3. Implement stringent cybersecurity measures
Teams need the right technology, processes, and effort to improve security and reduce risk. Government agencies can introduce regulations to help staff members implement these technologies and processes across all their departments.
Meeting these regulations ensures senior teams consider cybersecurity a high priority while providing guidelines to help reduce the risk of future data breaches. Governments should also consider implementing guidelines or regulations to help organisations stay ahead of cyberattacks. This can include mandating antivirus programmes on all devices, regular patching of software, and having a comprehensive business continuity plan in the event of an attack.
Countries in Southeast Asia like Singapore, Malaysia, and Thailand have all implemented variations of the laws protecting an individual’s personal data. These Acts set rules to guide how organisations can collect and use the personal data of individuals within the respective country and impose fines when companies have been negligent. This further pushes companies to implement all necessary proactive steps to protect sensitive data adequately.
Another tip for staying ahead of cyberthreats is to have proactive, periodic updates. Cybersecurity teams should review protocols regularly to keep security processes up to date.
4. Bring employees on board
As cyberattacks become more complex, cybersecurity technology and processes are only one part of keeping companies and agencies safe. Employees are the next line of defense. Organisations can offer regular security training to employees and encourage good habits, like changing passwords frequently or using different credentials for each account.
Government agencies can also consider building a knowledge base in the form of a website or portal. This will ensure every staff member has access to the skills needed to identify and avoid cyberthreats.
Certifications are another way to help staff members stay on top of cybersecurity best practices. The Information Systems Audit and Control Association (ISACA), for instance, provides cybersecurity training and certification across various sectors. As the threat landscape evolves, organisations must continue upskilling their employees and instill good cyber practices.

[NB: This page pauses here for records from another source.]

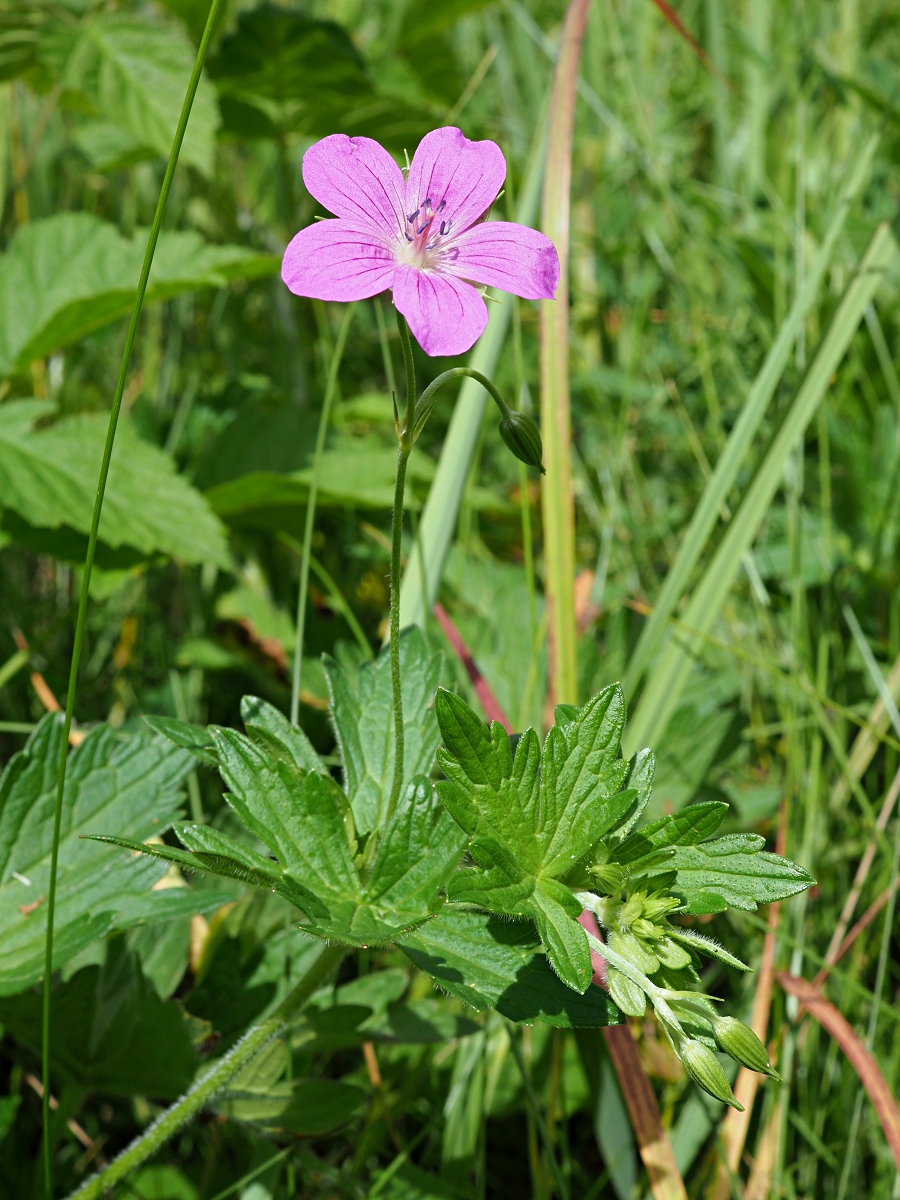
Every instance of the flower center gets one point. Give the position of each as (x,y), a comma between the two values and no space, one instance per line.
(424,234)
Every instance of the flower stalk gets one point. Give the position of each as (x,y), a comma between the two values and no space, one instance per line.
(521,436)
(406,438)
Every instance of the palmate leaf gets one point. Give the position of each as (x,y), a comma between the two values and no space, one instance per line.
(131,783)
(532,819)
(711,875)
(491,963)
(111,1032)
(282,71)
(363,714)
(71,274)
(735,871)
(285,797)
(48,481)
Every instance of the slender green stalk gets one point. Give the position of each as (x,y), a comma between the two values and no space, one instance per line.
(215,1079)
(538,1116)
(557,496)
(330,388)
(439,519)
(89,565)
(665,687)
(406,436)
(523,402)
(741,437)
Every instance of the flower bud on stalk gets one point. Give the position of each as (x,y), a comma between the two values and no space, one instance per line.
(705,1069)
(739,1041)
(522,437)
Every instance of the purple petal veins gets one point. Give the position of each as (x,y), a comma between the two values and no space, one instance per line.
(423,237)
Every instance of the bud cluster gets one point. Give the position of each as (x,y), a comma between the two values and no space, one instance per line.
(651,960)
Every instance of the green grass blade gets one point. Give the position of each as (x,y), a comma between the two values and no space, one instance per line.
(442,509)
(742,436)
(557,497)
(89,564)
(671,672)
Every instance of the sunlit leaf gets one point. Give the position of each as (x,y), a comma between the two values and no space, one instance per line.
(48,480)
(129,783)
(70,274)
(135,70)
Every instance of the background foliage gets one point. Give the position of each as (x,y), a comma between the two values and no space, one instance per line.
(701,199)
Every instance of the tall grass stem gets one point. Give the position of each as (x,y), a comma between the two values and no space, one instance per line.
(89,565)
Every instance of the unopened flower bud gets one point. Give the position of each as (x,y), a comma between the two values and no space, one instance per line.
(739,1041)
(522,437)
(705,1069)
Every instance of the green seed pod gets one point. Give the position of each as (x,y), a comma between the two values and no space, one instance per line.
(739,1041)
(522,437)
(629,997)
(705,1069)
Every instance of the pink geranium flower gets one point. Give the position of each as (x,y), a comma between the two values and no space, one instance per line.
(424,237)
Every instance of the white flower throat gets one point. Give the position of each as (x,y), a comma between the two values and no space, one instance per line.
(423,241)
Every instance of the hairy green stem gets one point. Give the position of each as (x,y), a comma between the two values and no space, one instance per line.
(406,436)
(426,401)
(215,1079)
(89,565)
(330,388)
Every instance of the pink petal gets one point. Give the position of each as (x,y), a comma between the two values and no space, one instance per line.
(337,261)
(357,178)
(445,315)
(505,256)
(466,175)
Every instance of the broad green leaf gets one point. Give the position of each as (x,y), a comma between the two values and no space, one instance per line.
(418,1021)
(292,72)
(306,1107)
(111,1031)
(196,739)
(531,819)
(48,479)
(357,473)
(417,855)
(363,712)
(135,71)
(281,71)
(129,783)
(491,963)
(737,871)
(304,817)
(271,730)
(71,274)
(301,816)
(21,36)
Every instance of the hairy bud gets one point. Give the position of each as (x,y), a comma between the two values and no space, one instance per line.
(739,1041)
(522,437)
(705,1069)
(625,994)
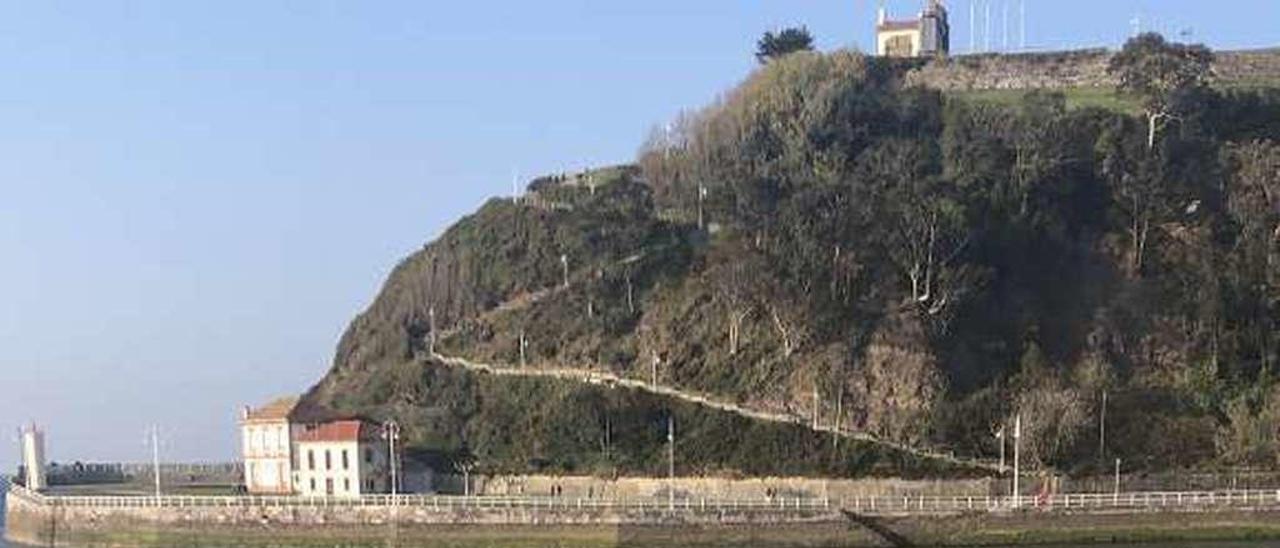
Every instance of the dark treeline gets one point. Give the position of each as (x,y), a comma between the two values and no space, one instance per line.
(1020,257)
(909,264)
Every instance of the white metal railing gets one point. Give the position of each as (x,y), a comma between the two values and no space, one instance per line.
(887,505)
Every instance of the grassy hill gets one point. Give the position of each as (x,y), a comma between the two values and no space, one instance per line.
(914,266)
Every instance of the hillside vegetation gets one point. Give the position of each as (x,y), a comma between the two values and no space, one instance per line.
(915,266)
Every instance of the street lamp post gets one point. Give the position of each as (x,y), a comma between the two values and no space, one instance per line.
(391,430)
(1116,489)
(671,462)
(1018,439)
(1000,437)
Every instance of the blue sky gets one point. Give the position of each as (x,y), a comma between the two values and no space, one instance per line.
(196,197)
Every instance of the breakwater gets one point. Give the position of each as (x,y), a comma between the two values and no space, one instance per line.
(424,520)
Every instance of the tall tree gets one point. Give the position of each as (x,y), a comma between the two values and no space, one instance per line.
(1164,74)
(785,42)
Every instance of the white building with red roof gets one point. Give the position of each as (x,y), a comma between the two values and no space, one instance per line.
(266,446)
(289,455)
(339,459)
(929,33)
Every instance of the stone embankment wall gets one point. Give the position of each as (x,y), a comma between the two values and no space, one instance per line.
(754,488)
(1072,69)
(45,521)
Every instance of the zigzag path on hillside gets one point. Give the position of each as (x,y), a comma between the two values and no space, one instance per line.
(604,378)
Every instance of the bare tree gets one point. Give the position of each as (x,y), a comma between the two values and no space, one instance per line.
(1162,73)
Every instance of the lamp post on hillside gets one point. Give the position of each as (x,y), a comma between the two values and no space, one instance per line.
(565,266)
(1018,439)
(671,462)
(155,457)
(702,197)
(432,314)
(1000,438)
(391,432)
(1116,491)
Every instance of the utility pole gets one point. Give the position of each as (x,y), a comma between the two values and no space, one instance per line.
(1000,435)
(1005,46)
(840,416)
(702,197)
(155,456)
(565,266)
(671,462)
(1022,14)
(1018,442)
(973,26)
(816,405)
(524,346)
(432,315)
(1102,430)
(515,187)
(631,301)
(986,32)
(392,432)
(1118,483)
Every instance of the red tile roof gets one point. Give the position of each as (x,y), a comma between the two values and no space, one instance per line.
(899,24)
(274,411)
(338,430)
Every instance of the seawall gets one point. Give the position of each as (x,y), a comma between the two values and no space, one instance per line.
(1073,69)
(501,521)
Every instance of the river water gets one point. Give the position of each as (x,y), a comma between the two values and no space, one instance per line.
(1256,544)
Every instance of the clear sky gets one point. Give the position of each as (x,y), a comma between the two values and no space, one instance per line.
(196,197)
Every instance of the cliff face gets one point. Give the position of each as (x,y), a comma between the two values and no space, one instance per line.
(832,246)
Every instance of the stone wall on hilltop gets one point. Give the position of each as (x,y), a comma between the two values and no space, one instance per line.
(1070,69)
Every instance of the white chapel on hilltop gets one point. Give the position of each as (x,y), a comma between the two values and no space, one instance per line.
(928,35)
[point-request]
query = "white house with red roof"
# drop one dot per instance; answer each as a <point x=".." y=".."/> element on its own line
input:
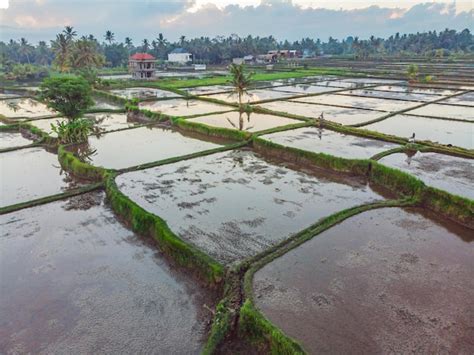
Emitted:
<point x="142" y="66"/>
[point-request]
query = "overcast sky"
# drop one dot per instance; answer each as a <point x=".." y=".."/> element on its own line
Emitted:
<point x="284" y="19"/>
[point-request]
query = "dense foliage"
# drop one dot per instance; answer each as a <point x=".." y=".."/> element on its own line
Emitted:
<point x="67" y="53"/>
<point x="68" y="94"/>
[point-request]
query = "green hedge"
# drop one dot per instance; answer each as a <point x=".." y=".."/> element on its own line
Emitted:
<point x="71" y="163"/>
<point x="146" y="223"/>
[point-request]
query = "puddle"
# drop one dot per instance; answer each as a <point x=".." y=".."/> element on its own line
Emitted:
<point x="233" y="205"/>
<point x="204" y="90"/>
<point x="123" y="149"/>
<point x="302" y="89"/>
<point x="447" y="111"/>
<point x="325" y="141"/>
<point x="464" y="99"/>
<point x="408" y="96"/>
<point x="253" y="96"/>
<point x="180" y="107"/>
<point x="143" y="93"/>
<point x="21" y="172"/>
<point x="12" y="139"/>
<point x="414" y="90"/>
<point x="458" y="134"/>
<point x="24" y="107"/>
<point x="359" y="102"/>
<point x="382" y="282"/>
<point x="82" y="283"/>
<point x="252" y="122"/>
<point x="445" y="172"/>
<point x="345" y="116"/>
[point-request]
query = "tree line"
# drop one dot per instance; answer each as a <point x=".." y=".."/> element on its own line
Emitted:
<point x="68" y="51"/>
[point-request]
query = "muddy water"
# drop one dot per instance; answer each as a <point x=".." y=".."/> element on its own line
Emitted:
<point x="413" y="90"/>
<point x="143" y="93"/>
<point x="408" y="96"/>
<point x="253" y="96"/>
<point x="12" y="139"/>
<point x="141" y="145"/>
<point x="24" y="107"/>
<point x="302" y="89"/>
<point x="458" y="134"/>
<point x="359" y="102"/>
<point x="235" y="204"/>
<point x="82" y="283"/>
<point x="452" y="174"/>
<point x="251" y="122"/>
<point x="383" y="282"/>
<point x="28" y="174"/>
<point x="448" y="111"/>
<point x="464" y="99"/>
<point x="345" y="116"/>
<point x="318" y="140"/>
<point x="205" y="90"/>
<point x="179" y="107"/>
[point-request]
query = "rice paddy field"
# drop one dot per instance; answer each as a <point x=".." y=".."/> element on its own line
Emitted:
<point x="334" y="214"/>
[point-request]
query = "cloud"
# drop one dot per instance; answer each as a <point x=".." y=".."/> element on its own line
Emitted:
<point x="284" y="19"/>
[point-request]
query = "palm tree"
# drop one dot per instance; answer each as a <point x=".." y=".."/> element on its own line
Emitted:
<point x="145" y="45"/>
<point x="86" y="55"/>
<point x="61" y="48"/>
<point x="69" y="32"/>
<point x="25" y="49"/>
<point x="241" y="83"/>
<point x="109" y="36"/>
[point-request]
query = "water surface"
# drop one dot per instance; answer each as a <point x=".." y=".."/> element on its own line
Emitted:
<point x="388" y="281"/>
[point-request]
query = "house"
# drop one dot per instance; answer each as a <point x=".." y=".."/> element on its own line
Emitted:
<point x="142" y="66"/>
<point x="180" y="55"/>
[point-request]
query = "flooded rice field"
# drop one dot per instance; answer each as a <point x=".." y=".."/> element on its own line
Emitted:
<point x="205" y="90"/>
<point x="251" y="122"/>
<point x="415" y="90"/>
<point x="127" y="148"/>
<point x="233" y="205"/>
<point x="318" y="140"/>
<point x="385" y="281"/>
<point x="393" y="95"/>
<point x="181" y="107"/>
<point x="253" y="96"/>
<point x="445" y="111"/>
<point x="448" y="173"/>
<point x="143" y="93"/>
<point x="24" y="107"/>
<point x="82" y="283"/>
<point x="464" y="99"/>
<point x="345" y="116"/>
<point x="302" y="89"/>
<point x="21" y="172"/>
<point x="459" y="134"/>
<point x="359" y="102"/>
<point x="12" y="139"/>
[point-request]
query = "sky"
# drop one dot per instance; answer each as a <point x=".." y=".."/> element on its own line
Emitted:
<point x="284" y="19"/>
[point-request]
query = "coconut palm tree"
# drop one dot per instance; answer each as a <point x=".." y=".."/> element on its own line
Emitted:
<point x="69" y="32"/>
<point x="241" y="83"/>
<point x="61" y="47"/>
<point x="109" y="36"/>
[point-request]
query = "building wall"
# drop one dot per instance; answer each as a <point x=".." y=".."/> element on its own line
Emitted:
<point x="180" y="57"/>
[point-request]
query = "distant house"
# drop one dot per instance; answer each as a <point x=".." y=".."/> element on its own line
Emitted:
<point x="180" y="55"/>
<point x="142" y="66"/>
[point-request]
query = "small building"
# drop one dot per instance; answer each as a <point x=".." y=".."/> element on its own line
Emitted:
<point x="142" y="66"/>
<point x="180" y="55"/>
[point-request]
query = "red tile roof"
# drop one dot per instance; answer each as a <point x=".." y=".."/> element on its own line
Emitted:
<point x="142" y="56"/>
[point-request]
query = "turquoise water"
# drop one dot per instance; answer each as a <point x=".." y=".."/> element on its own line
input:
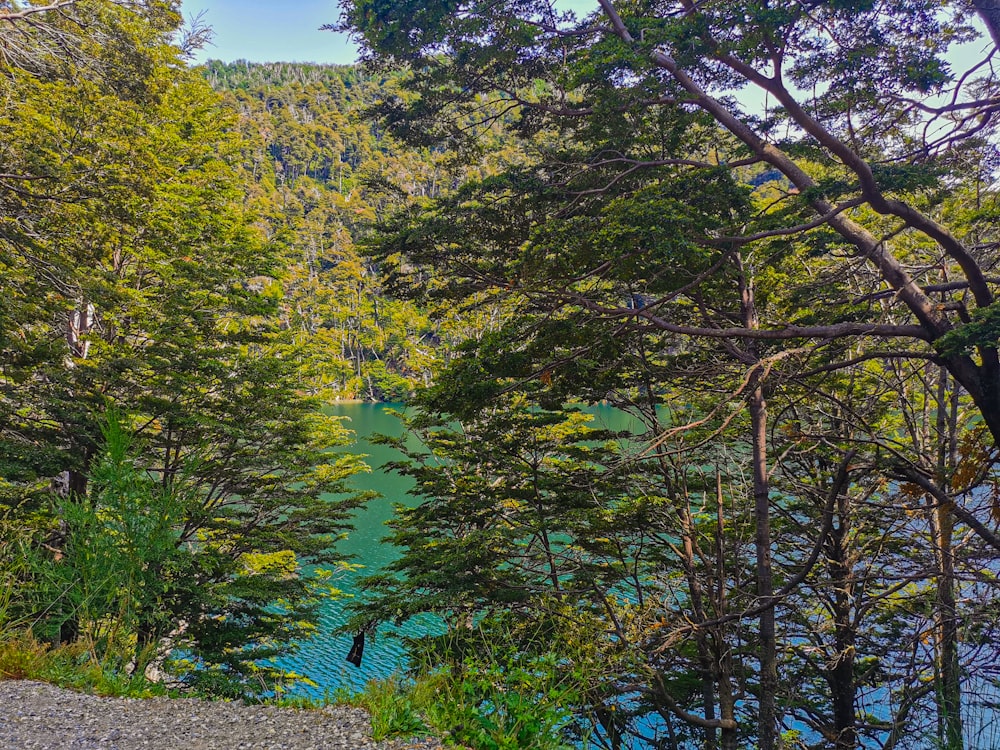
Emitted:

5. International and regional cooperation
Since cybercrime is a borderless crime, it’s vital for organisations to find allies nationally and internationally in this fight. Keeping in touch with a larger community of security experts will help everyone stay on the cutting edge in the fight against these malicious actors.
The Association of Southeast Asian Nations (ASEAN) Cybersecurity Cooperation Strategy, for example, lays out a roadmap for strengthening regional cooperation among ASEAN nations to tackle cyberthreats jointly. The Strategy includes a regional cybersecurity awareness programme and sets regional cybersecurity guidelines for emerging tech like 5G and the Internet of Things (IoT).
Organisations may not have the gift of prophecy, but they don’t need to be cursed to a fate of ill preparation. While they may not have precise information on cyberthreats, governments and organisations can ensure they’re prepared to deal with these threats through ample preparation and ongoing evaluation of their risk profile.